Conference Contributions

TREC claims that within the first six years of the workshops, the effectiveness of retrieval systems approximately doubled. The conference was also the first to hold large-scale evaluations of non-English documents, speech, video and retrieval across languages. Additionally, the challenges have inspired a large body of publications. Technology first developed in TREC is now included in many of the world's commercial search engines. An independent report by RTII found that "about one-third of the improvement in web search engines from 1999 to 2009 is attributable to TREC. Those enhancements likely saved up to 3 billion hours of time using web search engines. ... Additionally, the report showed that for every $1 that NIST and its partners invested in TREC, at least $3.35 to $5.07 in benefits were accrued to U.S. information retrieval researchers in both the private sector and academia."

While one study suggests that the state of the art for "ad-hoc" search has not advanced substantially in the past decade, it is referring just to search for topically relevant documents in small news and web collections of a few gigabytes. There have been advances in other types of ad-hoc search in the past decade. For example, test collections were created for known-item web search which found improvements from the use of anchor text, title weighting and url length, which were not useful techniques on the older ad-hoc test collections. In 2009, a new billion-page web collection was introduced, and spam filtering was found to be a useful technique for ad-hoc web search, unlike in past test collections.

The test collections developed at TREC are useful not just for (potentially) helping researchers advance the state of the art, but also for allowing developers of new (commercial) retrieval products to evaluate their effectiveness on standard tests. In the past decade, TREC has created new tests for enterprise e-mail search, genomics search, spam filtering, e-Discovery, and several other retrieval domains.

TREC systems often provide a baseline for further research.

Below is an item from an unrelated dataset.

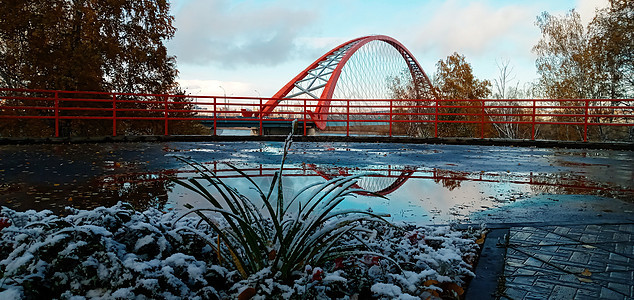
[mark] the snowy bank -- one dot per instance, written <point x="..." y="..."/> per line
<point x="120" y="253"/>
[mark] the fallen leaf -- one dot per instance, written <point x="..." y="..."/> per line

Examples include:

  • Hal Varian, Chief Economist at Google, says Better data makes for better science. The history of information retrieval illustrates this principle well," and describes TREC's contribution.
  • TREC's Legal track has influenced the e-Discovery community both in research and in evaluation of commercial vendors.
  • The IBM researcher team building IBM Watson (aka DeepQA), which recently beat the world's best Jeopardy! players, used data and systems from TREC's QA Track as baseline performance measurements.